Anos de 2010 e 2012 – Em três datas – 16 de agosto de 2010, 18 de outubro de 2010 e 3 de dezembro de 2012 – ficou evidenciado que a ré lançou resíduos líquidos, em desacordo com as exigências estabelecidas em leis ou regulamentos, o que provocou a poluição do Córrego Imbirussu.
“As amostras das coletas demonstram a concentração de cromo total, pH, DBO, nitrogênio amoniacal, em percentual bem acima do permitido, causando descarada poluição no curso hídrico. Esse percentual caracteriza ofensa à Resolução CONAMA [Conselho Nacional do Meio Ambiente]”.
Fevereiro de 2012 – Os danos ambientais consistiam no lançamento de efluente bruto (sem qualquer tratamento), em desacordo com as exigências estabelecidas em leis e regulamentos, proveniente do processo produtos da indústria de curtume e graxaria, diretamente no Córrego Imbirussu.

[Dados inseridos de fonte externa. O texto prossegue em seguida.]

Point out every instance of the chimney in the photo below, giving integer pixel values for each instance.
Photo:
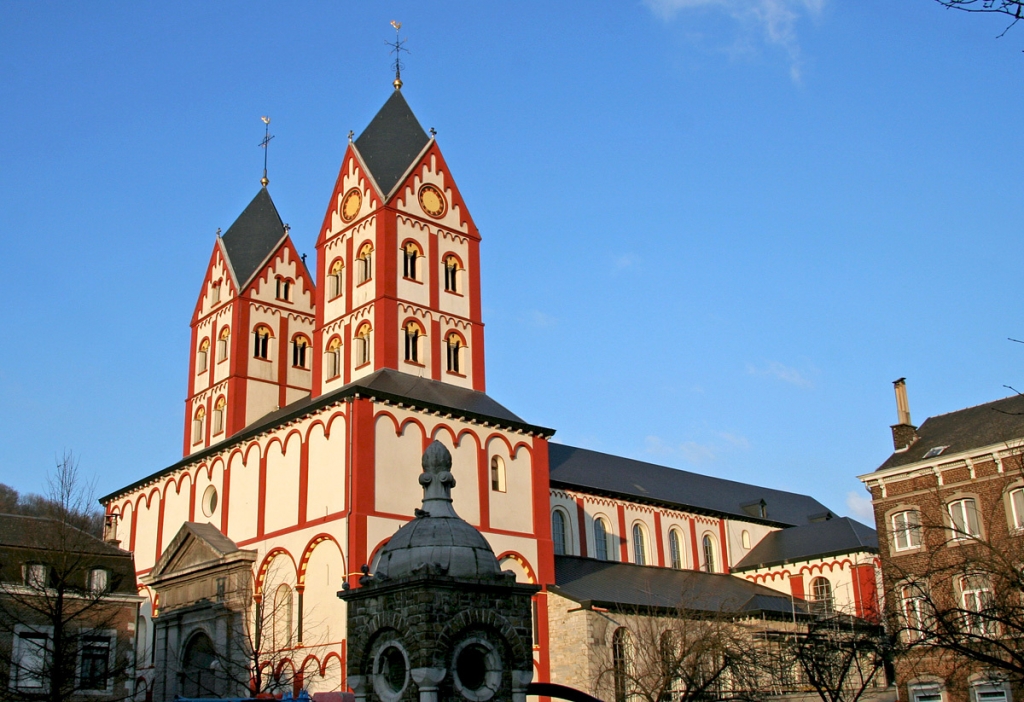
(904, 433)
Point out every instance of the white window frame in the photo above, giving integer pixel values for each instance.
(906, 535)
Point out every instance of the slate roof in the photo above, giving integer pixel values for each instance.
(583, 469)
(821, 539)
(253, 236)
(624, 584)
(390, 142)
(386, 384)
(22, 531)
(983, 425)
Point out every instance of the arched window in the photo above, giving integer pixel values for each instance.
(300, 351)
(452, 268)
(201, 357)
(621, 654)
(199, 426)
(497, 474)
(199, 667)
(676, 549)
(601, 539)
(261, 342)
(455, 347)
(413, 333)
(558, 532)
(711, 565)
(335, 279)
(282, 617)
(639, 544)
(333, 358)
(218, 414)
(363, 345)
(365, 263)
(225, 334)
(821, 596)
(411, 255)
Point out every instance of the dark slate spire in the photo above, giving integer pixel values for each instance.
(254, 236)
(391, 141)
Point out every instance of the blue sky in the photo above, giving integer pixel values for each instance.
(714, 230)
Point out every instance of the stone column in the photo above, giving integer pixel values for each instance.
(427, 681)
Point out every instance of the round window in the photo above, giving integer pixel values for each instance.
(210, 500)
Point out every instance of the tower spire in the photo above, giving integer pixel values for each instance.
(396, 48)
(265, 143)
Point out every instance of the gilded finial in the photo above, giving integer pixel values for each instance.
(265, 143)
(396, 48)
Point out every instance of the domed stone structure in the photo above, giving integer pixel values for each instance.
(438, 620)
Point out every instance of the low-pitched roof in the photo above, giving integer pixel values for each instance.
(612, 584)
(253, 236)
(390, 142)
(821, 539)
(385, 384)
(23, 531)
(983, 425)
(583, 469)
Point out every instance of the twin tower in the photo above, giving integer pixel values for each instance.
(396, 284)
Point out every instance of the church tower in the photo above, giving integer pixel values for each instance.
(251, 331)
(397, 279)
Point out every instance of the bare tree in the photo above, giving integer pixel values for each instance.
(62, 593)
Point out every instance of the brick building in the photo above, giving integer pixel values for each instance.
(949, 508)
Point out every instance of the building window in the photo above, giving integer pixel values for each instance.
(639, 544)
(558, 532)
(218, 414)
(222, 344)
(335, 279)
(454, 344)
(452, 268)
(363, 345)
(497, 474)
(261, 342)
(709, 549)
(201, 357)
(410, 259)
(965, 519)
(676, 549)
(35, 574)
(98, 580)
(365, 264)
(821, 596)
(976, 600)
(413, 333)
(199, 426)
(29, 660)
(334, 358)
(284, 291)
(95, 663)
(300, 351)
(906, 529)
(601, 539)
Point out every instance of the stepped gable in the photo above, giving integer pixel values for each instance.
(391, 142)
(253, 237)
(983, 425)
(591, 471)
(818, 540)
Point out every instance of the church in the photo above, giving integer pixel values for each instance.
(312, 392)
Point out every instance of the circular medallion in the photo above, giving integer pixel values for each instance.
(350, 205)
(432, 201)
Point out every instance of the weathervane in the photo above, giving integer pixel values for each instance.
(265, 143)
(396, 48)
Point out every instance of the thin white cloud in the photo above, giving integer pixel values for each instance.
(780, 371)
(775, 20)
(860, 507)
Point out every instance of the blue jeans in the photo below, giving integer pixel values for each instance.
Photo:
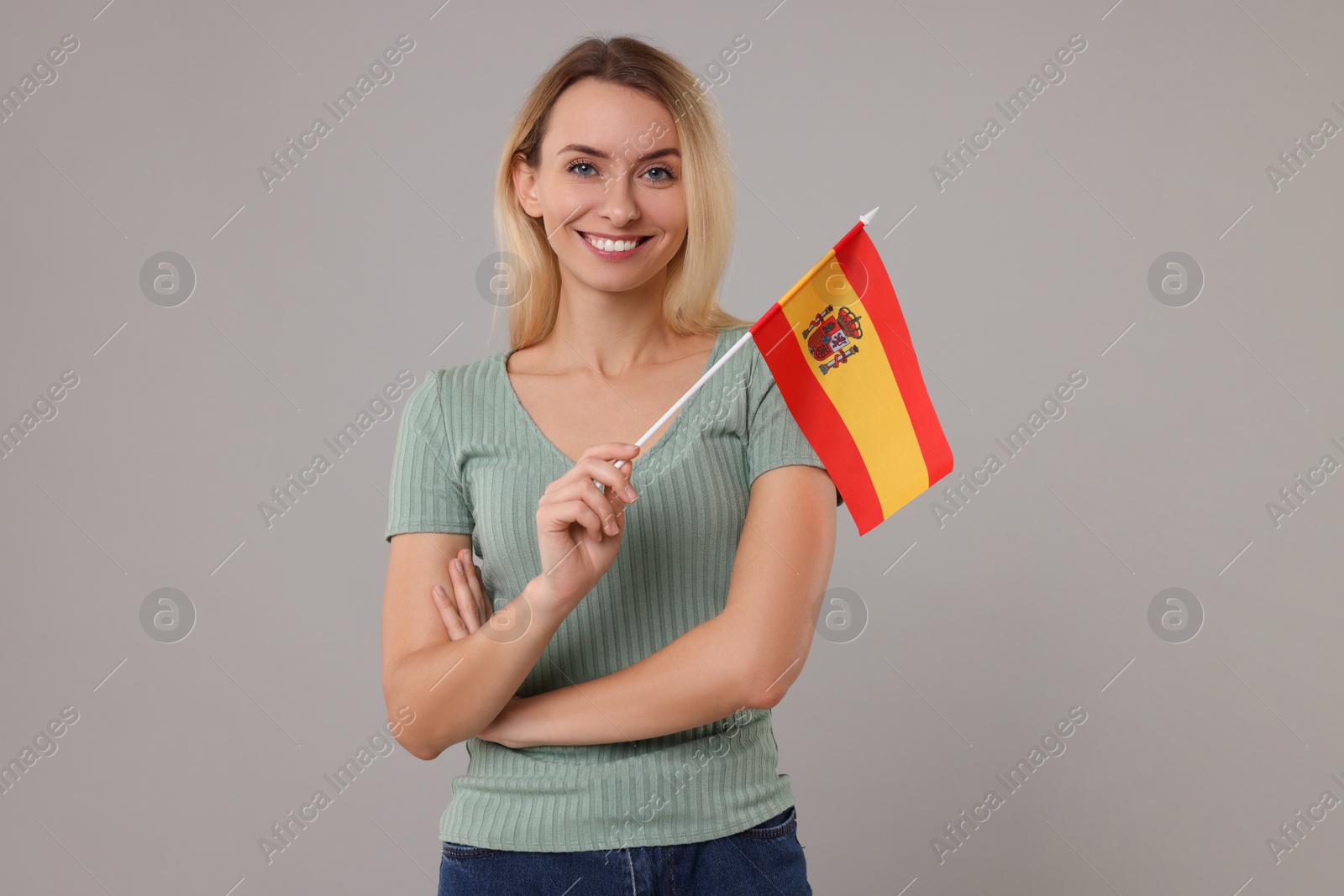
(766, 859)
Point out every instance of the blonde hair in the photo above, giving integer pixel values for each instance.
(691, 300)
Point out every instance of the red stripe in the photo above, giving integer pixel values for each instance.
(864, 268)
(817, 417)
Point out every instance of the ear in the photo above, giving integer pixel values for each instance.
(524, 184)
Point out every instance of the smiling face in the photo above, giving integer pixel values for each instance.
(609, 172)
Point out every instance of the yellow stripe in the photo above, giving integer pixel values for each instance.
(864, 387)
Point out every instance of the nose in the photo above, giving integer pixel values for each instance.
(618, 203)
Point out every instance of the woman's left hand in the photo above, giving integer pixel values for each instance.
(467, 609)
(463, 613)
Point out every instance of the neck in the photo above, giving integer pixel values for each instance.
(611, 332)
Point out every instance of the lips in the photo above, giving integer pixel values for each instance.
(613, 254)
(635, 237)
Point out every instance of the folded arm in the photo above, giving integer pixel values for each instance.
(748, 656)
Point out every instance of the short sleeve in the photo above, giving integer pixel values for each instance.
(427, 490)
(773, 436)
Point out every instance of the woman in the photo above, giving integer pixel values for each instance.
(613, 665)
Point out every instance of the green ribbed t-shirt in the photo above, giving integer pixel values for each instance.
(470, 459)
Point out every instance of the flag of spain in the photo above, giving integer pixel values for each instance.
(844, 364)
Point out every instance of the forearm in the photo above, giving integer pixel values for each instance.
(696, 680)
(457, 688)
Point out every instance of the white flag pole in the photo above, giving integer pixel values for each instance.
(710, 372)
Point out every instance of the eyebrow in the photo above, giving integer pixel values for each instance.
(589, 150)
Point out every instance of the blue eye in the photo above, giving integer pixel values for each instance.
(580, 163)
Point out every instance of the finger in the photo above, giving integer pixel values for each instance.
(606, 473)
(474, 579)
(588, 492)
(463, 597)
(557, 516)
(448, 614)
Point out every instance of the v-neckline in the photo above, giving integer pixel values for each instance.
(648, 449)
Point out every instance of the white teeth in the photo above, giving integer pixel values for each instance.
(612, 246)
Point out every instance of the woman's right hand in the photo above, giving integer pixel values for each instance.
(580, 527)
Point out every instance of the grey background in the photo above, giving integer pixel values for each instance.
(1030, 265)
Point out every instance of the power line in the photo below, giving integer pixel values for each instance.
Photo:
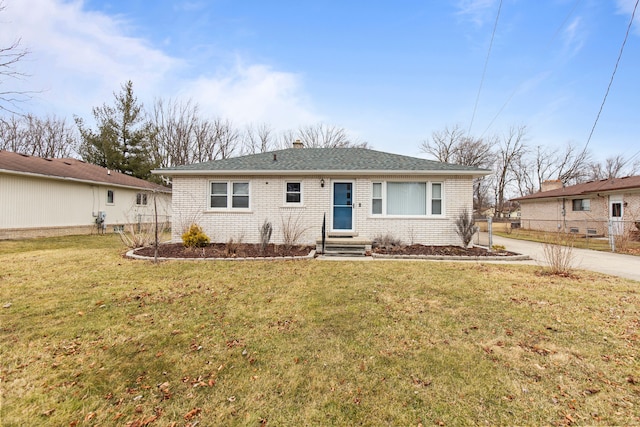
(624, 42)
(548, 46)
(484, 71)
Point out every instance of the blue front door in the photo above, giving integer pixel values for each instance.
(343, 206)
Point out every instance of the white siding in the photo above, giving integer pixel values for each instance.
(30, 202)
(191, 201)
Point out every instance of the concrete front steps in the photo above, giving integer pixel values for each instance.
(348, 246)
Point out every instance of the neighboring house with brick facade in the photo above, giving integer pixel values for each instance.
(592, 208)
(354, 192)
(47, 197)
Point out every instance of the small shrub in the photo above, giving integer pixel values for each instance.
(292, 230)
(195, 237)
(265, 235)
(388, 241)
(465, 227)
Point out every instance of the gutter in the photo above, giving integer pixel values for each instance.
(326, 172)
(81, 181)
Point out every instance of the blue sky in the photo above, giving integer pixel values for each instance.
(390, 73)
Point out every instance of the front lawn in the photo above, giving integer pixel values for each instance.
(90, 338)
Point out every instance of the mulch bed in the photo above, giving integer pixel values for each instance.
(246, 250)
(223, 250)
(438, 251)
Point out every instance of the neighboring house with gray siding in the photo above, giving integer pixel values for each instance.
(358, 192)
(46, 197)
(587, 209)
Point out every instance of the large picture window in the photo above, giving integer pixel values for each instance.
(407, 198)
(229, 195)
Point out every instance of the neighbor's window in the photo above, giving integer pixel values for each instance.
(376, 199)
(141, 199)
(581, 205)
(293, 192)
(229, 195)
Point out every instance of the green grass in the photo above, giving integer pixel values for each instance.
(91, 338)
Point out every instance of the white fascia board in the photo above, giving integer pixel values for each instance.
(80, 181)
(332, 172)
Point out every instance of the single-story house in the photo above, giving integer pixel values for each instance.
(592, 208)
(47, 197)
(348, 192)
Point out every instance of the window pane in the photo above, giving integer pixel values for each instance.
(240, 202)
(240, 188)
(406, 198)
(219, 188)
(377, 190)
(293, 197)
(376, 206)
(219, 201)
(293, 187)
(436, 191)
(436, 207)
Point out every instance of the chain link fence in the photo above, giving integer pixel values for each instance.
(617, 233)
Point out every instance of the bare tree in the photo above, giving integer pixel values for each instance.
(227, 138)
(510, 150)
(613, 167)
(567, 164)
(258, 139)
(321, 135)
(173, 136)
(444, 143)
(10, 56)
(49, 137)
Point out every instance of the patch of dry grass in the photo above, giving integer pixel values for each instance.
(90, 338)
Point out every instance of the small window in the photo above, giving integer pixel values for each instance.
(376, 199)
(293, 192)
(581, 205)
(240, 197)
(229, 195)
(436, 199)
(141, 199)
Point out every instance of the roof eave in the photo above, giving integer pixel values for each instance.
(82, 181)
(342, 172)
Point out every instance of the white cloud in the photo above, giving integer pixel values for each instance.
(253, 94)
(477, 11)
(79, 58)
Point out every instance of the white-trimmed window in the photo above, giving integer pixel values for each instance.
(293, 193)
(141, 199)
(581, 204)
(376, 199)
(399, 198)
(229, 195)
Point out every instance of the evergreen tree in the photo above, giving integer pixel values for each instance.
(121, 141)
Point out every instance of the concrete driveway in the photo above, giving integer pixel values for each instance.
(627, 266)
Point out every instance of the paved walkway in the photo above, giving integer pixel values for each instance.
(627, 266)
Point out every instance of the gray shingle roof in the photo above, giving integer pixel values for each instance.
(72, 169)
(313, 160)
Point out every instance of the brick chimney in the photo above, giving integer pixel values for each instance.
(551, 184)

Agosto de 2012 – Segundo a promotoria, ficou provado que a ré, em 20.08.2012, permaneceu lançando efluentes in natura (sem qualquer tratamento), na galeria de águas pluviais que desemboca no Córrego Imbirussu, causando poluição em níveis que podem resultar em danos à saúde humana.
“O lançamento direto dos efluentes contaminados no Córrego Imbirussu persistia. Nem a atuação do órgão ambiental, dotado de poder de polícia, intimidava tamanha barbárie ambiental. A requerida insistia na conduta ilícita, desprezando a legislação ambiental e os danos provocados por sua nefasta conduta, que trouxe consequências irreparáveis ao meio ambiente”.
Em 2013 – Os danos ambientais foram constatados em março, abril, junho e julho. Por meio do lançamento de resíduos líquidos em desacordo com as exigências estabelecidas em leis ou regulamentos.